Выбрать главу

- Кланяйся, кланяйся, болван.

Я увидел рядом Джека. Он смотрел мне в лицо и старательно лизал руку, прося за свою работу вознаграждения.

- Ну, что ты стоишь? - опять услышал я голос шталмейстера. - Кланяйся!

Я поклонился и направился к выходу, а вслед мне захлебывающаяся от смеха публика кричала:

- Бис! Бис!

Когда я встретил Строганова и дрожащими губами сообщил ему о своем полете, он равнодушно выслушал и сказал:

- На эту машину мешок с мукой положи, и тот перелетит удачно. Будешь изучать физику, тогда сам поймешь!

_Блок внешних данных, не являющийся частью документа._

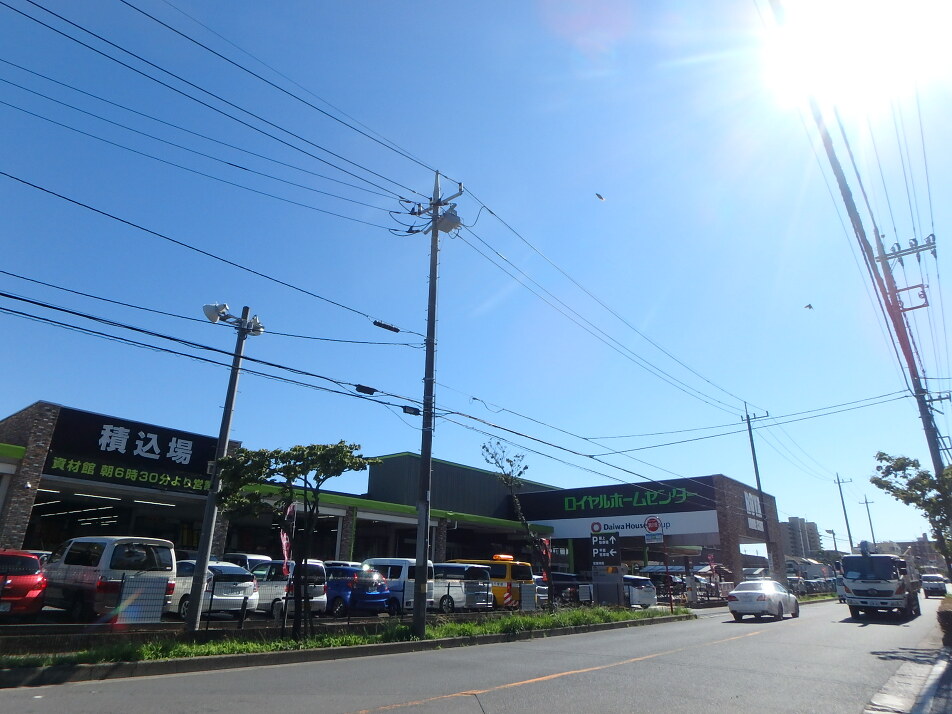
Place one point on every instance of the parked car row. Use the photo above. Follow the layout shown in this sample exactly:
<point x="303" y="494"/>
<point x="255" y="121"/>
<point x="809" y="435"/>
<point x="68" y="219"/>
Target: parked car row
<point x="801" y="586"/>
<point x="22" y="584"/>
<point x="139" y="579"/>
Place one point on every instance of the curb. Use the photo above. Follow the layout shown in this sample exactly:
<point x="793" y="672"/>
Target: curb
<point x="61" y="674"/>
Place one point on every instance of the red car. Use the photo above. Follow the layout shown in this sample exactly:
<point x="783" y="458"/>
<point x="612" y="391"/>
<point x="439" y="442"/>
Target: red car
<point x="22" y="584"/>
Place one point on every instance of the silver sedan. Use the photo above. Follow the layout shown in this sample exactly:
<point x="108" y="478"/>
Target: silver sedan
<point x="762" y="597"/>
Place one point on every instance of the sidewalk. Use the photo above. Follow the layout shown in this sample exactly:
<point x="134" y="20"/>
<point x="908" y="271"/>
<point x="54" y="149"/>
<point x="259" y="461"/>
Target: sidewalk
<point x="917" y="688"/>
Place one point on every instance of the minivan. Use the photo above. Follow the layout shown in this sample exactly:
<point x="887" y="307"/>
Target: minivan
<point x="462" y="586"/>
<point x="248" y="561"/>
<point x="275" y="586"/>
<point x="129" y="577"/>
<point x="401" y="575"/>
<point x="508" y="578"/>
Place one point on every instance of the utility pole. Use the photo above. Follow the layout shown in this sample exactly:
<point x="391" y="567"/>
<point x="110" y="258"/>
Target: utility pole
<point x="760" y="494"/>
<point x="244" y="326"/>
<point x="421" y="576"/>
<point x="839" y="484"/>
<point x="833" y="533"/>
<point x="871" y="532"/>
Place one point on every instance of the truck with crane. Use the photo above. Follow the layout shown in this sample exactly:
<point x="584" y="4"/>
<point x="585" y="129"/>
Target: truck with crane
<point x="880" y="582"/>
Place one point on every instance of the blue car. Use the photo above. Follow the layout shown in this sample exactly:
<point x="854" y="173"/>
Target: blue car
<point x="354" y="589"/>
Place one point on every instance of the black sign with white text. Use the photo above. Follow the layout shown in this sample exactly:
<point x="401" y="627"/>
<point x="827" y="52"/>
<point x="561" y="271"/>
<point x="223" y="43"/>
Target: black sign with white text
<point x="97" y="447"/>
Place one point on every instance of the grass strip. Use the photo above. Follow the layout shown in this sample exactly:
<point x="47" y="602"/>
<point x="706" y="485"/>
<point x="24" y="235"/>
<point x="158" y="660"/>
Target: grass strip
<point x="166" y="648"/>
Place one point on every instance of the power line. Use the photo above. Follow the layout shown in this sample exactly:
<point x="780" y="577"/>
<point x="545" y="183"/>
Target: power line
<point x="179" y="340"/>
<point x="206" y="104"/>
<point x="601" y="335"/>
<point x="281" y="89"/>
<point x="178" y="127"/>
<point x="207" y="175"/>
<point x="600" y="302"/>
<point x="141" y="308"/>
<point x="187" y="246"/>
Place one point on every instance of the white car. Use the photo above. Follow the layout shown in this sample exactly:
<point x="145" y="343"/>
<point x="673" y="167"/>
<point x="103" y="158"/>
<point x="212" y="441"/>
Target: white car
<point x="762" y="597"/>
<point x="933" y="585"/>
<point x="640" y="591"/>
<point x="226" y="587"/>
<point x="274" y="579"/>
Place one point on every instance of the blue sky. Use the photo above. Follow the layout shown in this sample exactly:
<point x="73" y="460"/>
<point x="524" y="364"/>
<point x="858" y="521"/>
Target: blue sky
<point x="663" y="308"/>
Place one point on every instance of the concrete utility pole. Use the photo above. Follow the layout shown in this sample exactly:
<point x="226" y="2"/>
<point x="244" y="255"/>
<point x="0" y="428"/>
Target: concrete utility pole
<point x="446" y="222"/>
<point x="244" y="327"/>
<point x="760" y="495"/>
<point x="839" y="484"/>
<point x="871" y="532"/>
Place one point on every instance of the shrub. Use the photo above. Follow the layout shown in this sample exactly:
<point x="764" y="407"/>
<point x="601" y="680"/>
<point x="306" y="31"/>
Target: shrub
<point x="945" y="620"/>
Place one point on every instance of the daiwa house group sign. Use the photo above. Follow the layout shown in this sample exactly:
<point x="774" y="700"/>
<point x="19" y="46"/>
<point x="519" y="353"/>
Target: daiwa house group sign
<point x="685" y="507"/>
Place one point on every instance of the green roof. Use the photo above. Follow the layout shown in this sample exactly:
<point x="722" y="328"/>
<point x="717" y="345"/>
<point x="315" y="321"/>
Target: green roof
<point x="340" y="499"/>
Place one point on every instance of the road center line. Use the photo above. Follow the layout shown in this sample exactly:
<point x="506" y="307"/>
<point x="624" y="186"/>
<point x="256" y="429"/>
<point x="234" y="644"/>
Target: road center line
<point x="556" y="675"/>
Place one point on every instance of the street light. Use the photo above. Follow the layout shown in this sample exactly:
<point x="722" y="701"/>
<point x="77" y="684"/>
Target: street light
<point x="833" y="533"/>
<point x="244" y="326"/>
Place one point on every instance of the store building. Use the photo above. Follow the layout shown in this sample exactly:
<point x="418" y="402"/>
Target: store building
<point x="703" y="518"/>
<point x="66" y="473"/>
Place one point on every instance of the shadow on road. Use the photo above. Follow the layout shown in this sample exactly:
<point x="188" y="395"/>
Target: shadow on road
<point x="906" y="654"/>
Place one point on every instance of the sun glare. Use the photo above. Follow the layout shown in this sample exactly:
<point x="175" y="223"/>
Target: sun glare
<point x="858" y="53"/>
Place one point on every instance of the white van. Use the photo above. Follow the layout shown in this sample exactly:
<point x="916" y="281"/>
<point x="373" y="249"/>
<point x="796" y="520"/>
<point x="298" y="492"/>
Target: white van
<point x="274" y="587"/>
<point x="462" y="586"/>
<point x="401" y="574"/>
<point x="126" y="577"/>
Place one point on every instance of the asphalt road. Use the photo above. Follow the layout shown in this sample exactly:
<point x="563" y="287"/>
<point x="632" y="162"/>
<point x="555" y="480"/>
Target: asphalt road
<point x="822" y="662"/>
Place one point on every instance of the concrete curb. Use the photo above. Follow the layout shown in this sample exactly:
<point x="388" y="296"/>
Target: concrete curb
<point x="61" y="674"/>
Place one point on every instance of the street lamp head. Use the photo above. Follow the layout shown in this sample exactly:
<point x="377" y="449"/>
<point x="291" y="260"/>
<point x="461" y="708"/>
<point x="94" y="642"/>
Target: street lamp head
<point x="255" y="328"/>
<point x="215" y="312"/>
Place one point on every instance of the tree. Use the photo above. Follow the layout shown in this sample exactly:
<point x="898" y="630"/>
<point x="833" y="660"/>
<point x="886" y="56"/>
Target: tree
<point x="298" y="473"/>
<point x="510" y="470"/>
<point x="906" y="481"/>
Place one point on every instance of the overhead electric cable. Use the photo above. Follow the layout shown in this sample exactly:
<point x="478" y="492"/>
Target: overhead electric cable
<point x="290" y="80"/>
<point x="604" y="337"/>
<point x="198" y="358"/>
<point x="600" y="302"/>
<point x="206" y="104"/>
<point x="141" y="308"/>
<point x="178" y="127"/>
<point x="210" y="176"/>
<point x="196" y="250"/>
<point x="194" y="345"/>
<point x="280" y="88"/>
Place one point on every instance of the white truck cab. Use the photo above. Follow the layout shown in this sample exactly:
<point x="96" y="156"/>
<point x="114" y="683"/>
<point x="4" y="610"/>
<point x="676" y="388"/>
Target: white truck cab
<point x="401" y="577"/>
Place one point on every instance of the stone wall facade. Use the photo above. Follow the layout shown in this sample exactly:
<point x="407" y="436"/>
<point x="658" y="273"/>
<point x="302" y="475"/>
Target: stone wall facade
<point x="736" y="525"/>
<point x="31" y="428"/>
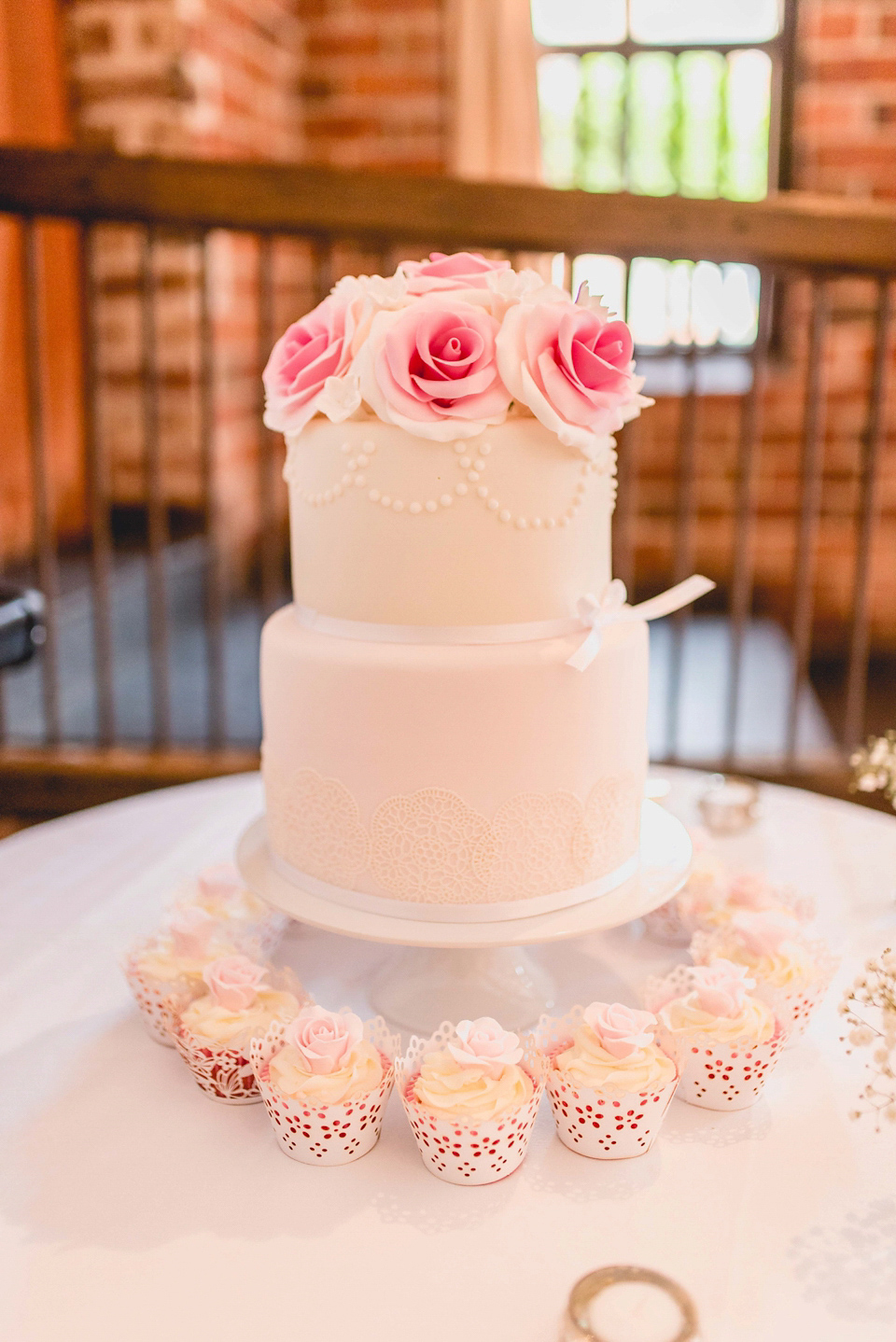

После представления Кэлвин поднял невероятный скандал. Грозился уехать, требовал, чтобы немедленно наказали и выгнали меня из цирка. Директор бегал за ним, успокаивал, просил, чтобы он не покидал цирка, обещал все сделать, что требовал Кэлвин. И, когда директор предложил Строганову убрать меня из цирка, дядя Саша ответил:

- Пусть лучше они сами убираются ко всем чертям, у нас у самих еще достаточно халтурщиков, а ребенка я никогда не брошу.

И действительно, через несколько дней Кэлвин с ассистентами погрузил свой громоздкий реквизит и куда-то уехал. Может, переехал в другой город, а может быть, уехал к себе за границу. Точно не знаю. Я об этом не думал, потому что мои мысли уже были заняты другим.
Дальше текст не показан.